バイデン米大統領は2月3日、米軍がシリア北部で急襲作戦を実行し、「イスラム国」の指導者と幹部が死亡したと発表した。バイデン氏は演説で、これにより「世界からテロの脅威が取り除かれた」と述べた。
しかし「イスラム国」の指導者が死亡しても、テロの脅威が取り除かれることはない。その理由は多数あるが、ここではそのうち4つを挙げよう。

行動原理は『コーラン』
第一に、「イスラム国」というのはそもそも、指導者の指導力やカリスマ性によって勢力を維持している組織ではないからである。「イスラム国」ならびにその戦闘員は、イスラム教徒が神の言葉そのものと信じる啓典『コーラン』を典拠とするイスラム法に従い、全世界をイスラム法の統治下におくまで戦い続けることこそが自らに課せられた義務だと信じている。指導者が死ねば別の指導者が推挙され、彼らと目標、イデオロギーを共有する個人や集団が新たな指導者に忠誠を誓うだけで“代変わり”は完了だ。

初代指導者死亡後も勢力拡大
第二に、今回死亡したのは「イスラム国」二代目指導者であり、初代指導者の死亡も米軍の作戦によるもので、その際には当時のトランプ米大統領が「世界はより安全な場所になった」と述べたが、実際は全くその通りにはならなかったからである。

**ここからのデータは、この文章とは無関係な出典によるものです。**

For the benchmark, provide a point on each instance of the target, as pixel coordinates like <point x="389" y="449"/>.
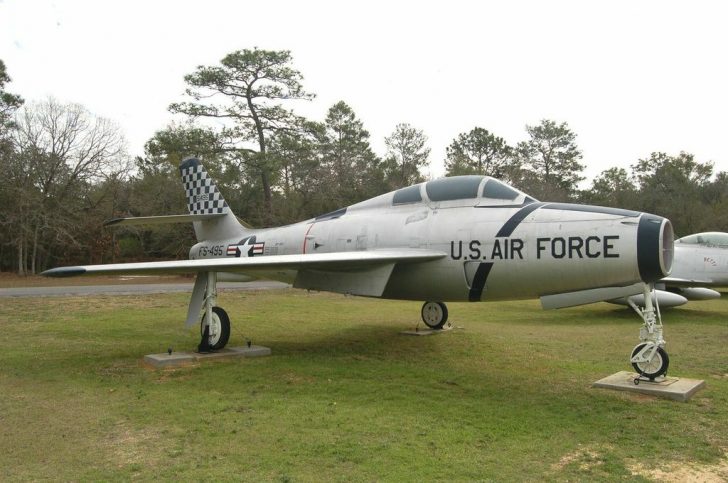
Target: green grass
<point x="344" y="397"/>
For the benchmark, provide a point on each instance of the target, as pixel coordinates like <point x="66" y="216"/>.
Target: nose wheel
<point x="650" y="360"/>
<point x="434" y="315"/>
<point x="218" y="329"/>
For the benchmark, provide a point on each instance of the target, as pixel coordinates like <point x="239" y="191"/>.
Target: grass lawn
<point x="345" y="397"/>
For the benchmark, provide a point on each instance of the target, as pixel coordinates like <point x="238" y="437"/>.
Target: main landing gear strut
<point x="649" y="357"/>
<point x="215" y="323"/>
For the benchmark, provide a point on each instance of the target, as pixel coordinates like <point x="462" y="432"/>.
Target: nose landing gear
<point x="649" y="357"/>
<point x="434" y="315"/>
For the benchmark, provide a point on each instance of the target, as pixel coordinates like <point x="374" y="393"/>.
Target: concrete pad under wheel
<point x="176" y="359"/>
<point x="675" y="388"/>
<point x="427" y="331"/>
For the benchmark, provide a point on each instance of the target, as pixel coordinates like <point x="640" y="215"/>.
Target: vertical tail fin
<point x="203" y="198"/>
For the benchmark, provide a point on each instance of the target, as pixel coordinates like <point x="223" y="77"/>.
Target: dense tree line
<point x="67" y="170"/>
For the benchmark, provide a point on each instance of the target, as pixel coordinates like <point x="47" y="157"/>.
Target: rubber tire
<point x="665" y="362"/>
<point x="224" y="328"/>
<point x="439" y="324"/>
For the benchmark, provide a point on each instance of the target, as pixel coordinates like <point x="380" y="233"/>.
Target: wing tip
<point x="61" y="272"/>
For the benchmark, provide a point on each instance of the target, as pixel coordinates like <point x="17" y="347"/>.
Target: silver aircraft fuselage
<point x="496" y="248"/>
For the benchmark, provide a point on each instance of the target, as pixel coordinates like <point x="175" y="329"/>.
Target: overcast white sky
<point x="629" y="77"/>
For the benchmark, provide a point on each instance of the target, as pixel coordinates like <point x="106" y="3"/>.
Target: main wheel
<point x="654" y="368"/>
<point x="434" y="315"/>
<point x="219" y="328"/>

複数存在するアフリカの「イスラム国」支部はここ数年で攻撃数を倍増させたのに加え、2021年8月にタリバンがアフガニスタンを制圧すると「イスラム国ホラサン州」も大復活を遂げ、100人を超える死傷者を出すテロを連続して実行した。2022年1月にはシリアのグワラン刑務所で、ここ数年間で最大規模とされる襲撃を実行し、数百人規模の死者を出した。
進む次世代戦闘員の“育成”
第三に、「イスラム国」には既に次世代戦闘員が続々と育ってきているからである。1月には「イスラム国」西アフリカ州が、10歳そこそこと見られる子供戦闘員がナイジェリア兵と見られる男性を銃で撃って処刑する映像を公開した。
シリアのクルド人組織が管理しているホウル・キャンプには、約5万人の「イスラム国」戦闘員とその家族が収容されており、うち2万人は子供である。彼らの中には、「イスラム国」戦闘員から実際に戦闘訓練を受けた経験がある子供が多く含まれるだけでなく、今も強く「イスラム国」のイデオロギーを信じる母親から、それを教え込まれている子供もいる。

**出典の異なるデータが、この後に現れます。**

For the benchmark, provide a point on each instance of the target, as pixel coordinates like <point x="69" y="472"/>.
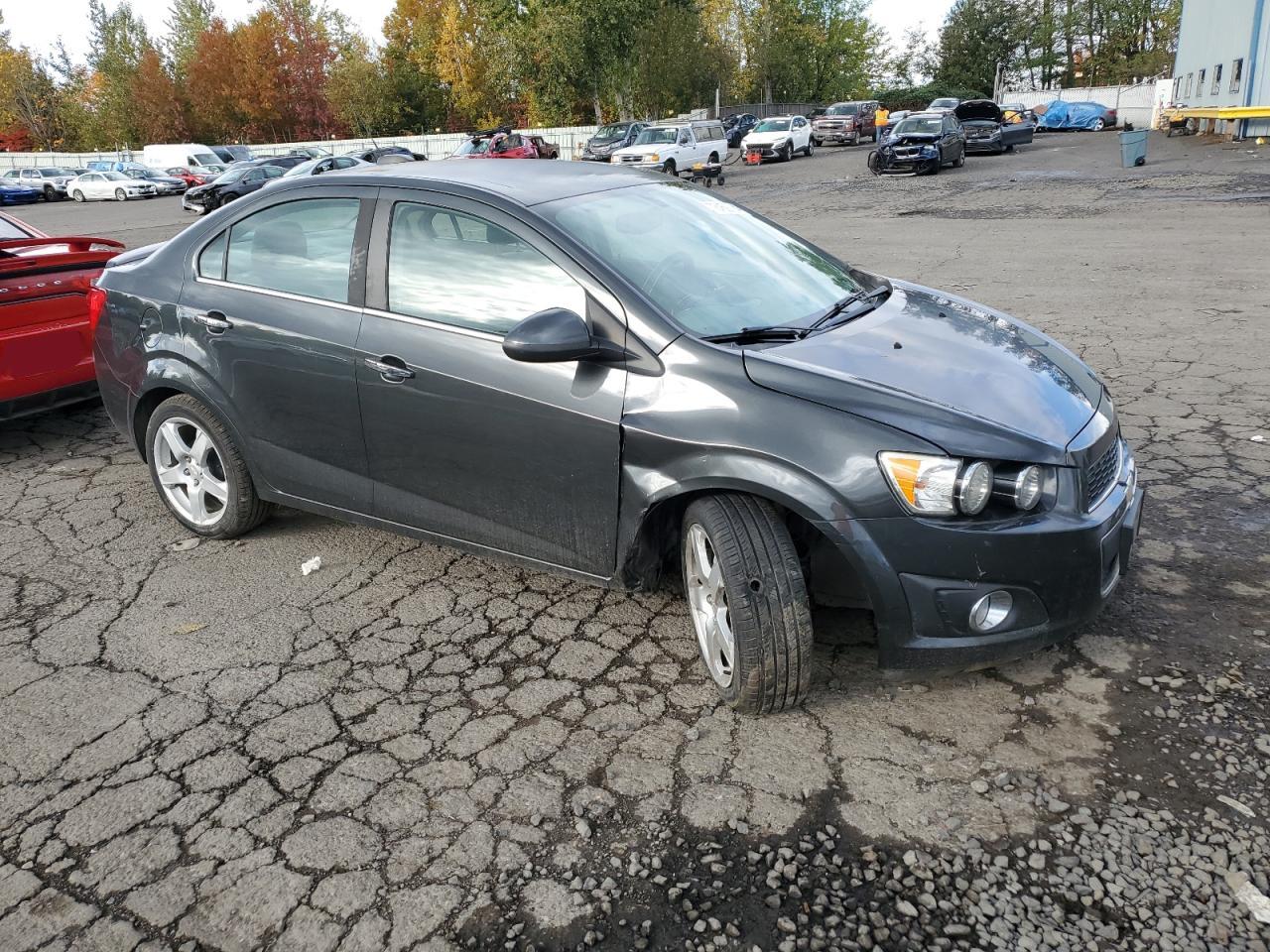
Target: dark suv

ホウル・キャンプでは「イスラム国」イデオロギーを強く信奉する女性が、それに従わない女性を「処刑」したり、ボランティアや警備員を攻撃したりする事件が多発しており、シリア人権監視団によると、2021年の1年間だけで84件の犯罪が発生、クルド人警備員2人、イラク人67人、シリア人20人を含む89人が死亡している。キャンプ内の子供たちは、日常的にこうした犯罪が発生する環境に置かれているのだ。

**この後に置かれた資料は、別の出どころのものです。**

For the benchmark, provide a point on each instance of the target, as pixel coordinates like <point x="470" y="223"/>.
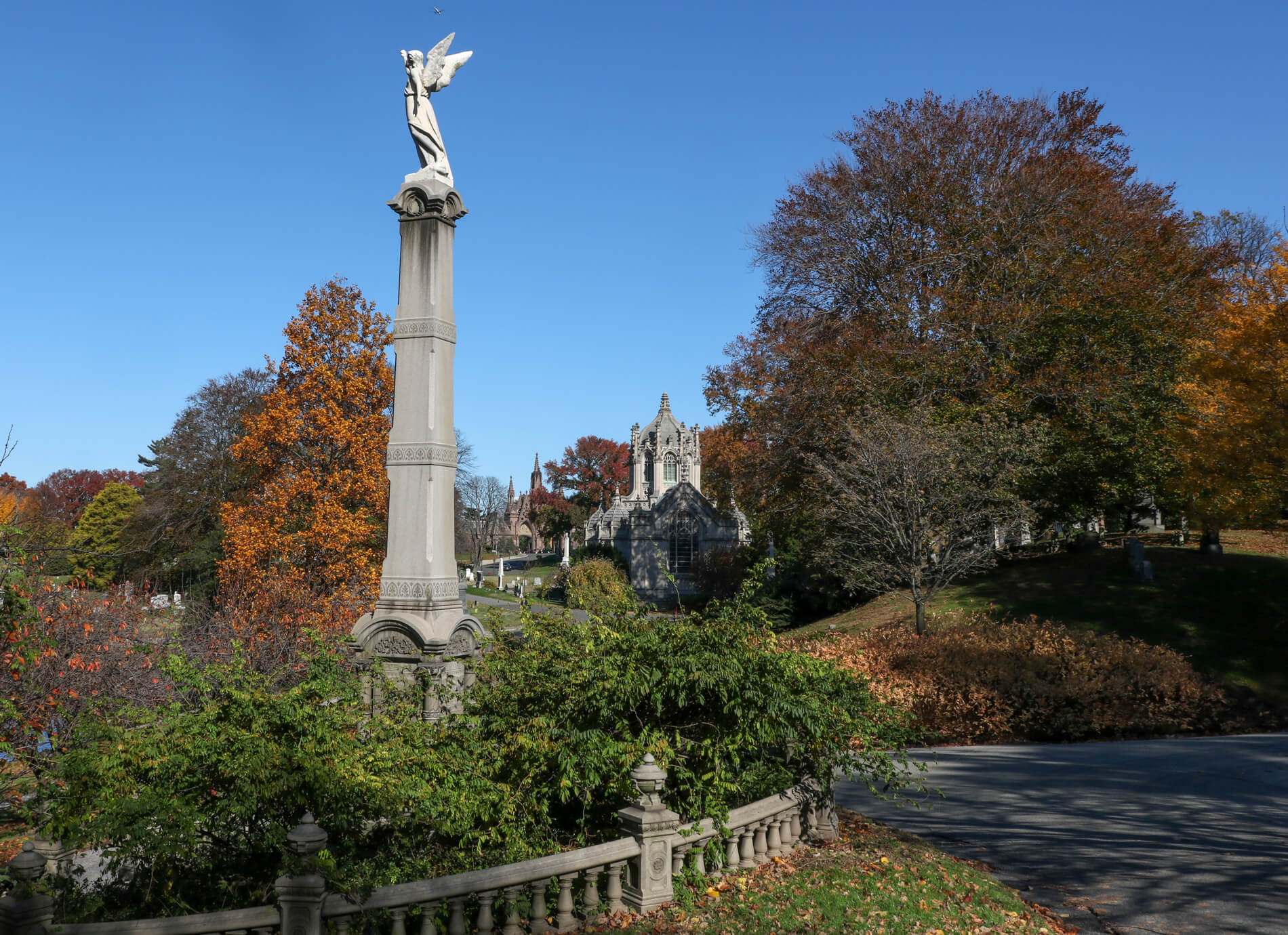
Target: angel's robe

アルカイダ、ハマス、ヒズボラ…世界に点在するテロの脅威
第四に、テロの脅威は「イスラム国」だけではないからである。2001年9月11日に米同時多発テロでイスラム過激派復活の狼煙をあげたアルカイダは今も健在であり、長年アルカイダをアフガニスタンに匿ったタリバンは2021年、再びアフガニスタンの実権を掌握した。
米国防省は2021年10月の時点で、アフガニスタンの「イスラム国」は最短で半年、アルカイダも向こう1、2年の間に米国などアフガニスタン国外を攻撃する能力を確保する可能性があるという認識を示した。
米国がテロ支援国家と認定するイランが支援するパレスチナのハマスやイスラミック・ジハード、レバノンのヒズボラ、イエメンのフーシー派、イラクの人民動員隊(PMF)などによるテロ活動も忘れてはならない。それらが、「イスラム国」指導者の死と一切関係がないことは言うまでもない。

2021年8月にアフガニスタンでタリバン復権を許し、2022年2月にロシアにウクライナ侵攻を許したバイデン政権にとって、米軍の作戦で「イスラム国」指導者を死においやったことは、外交上の数少ない「誇るべき功績」であるとは言えよう。
しかし彼の「世界からテロの脅威が取り除かれた」という言葉を文字通りに受け止めるべきではない。なぜなら実際に世界にはテロの脅威が明らかに存在しているだけでなく、今この瞬間にもテロの被害に遭っている人々が存在しているからである。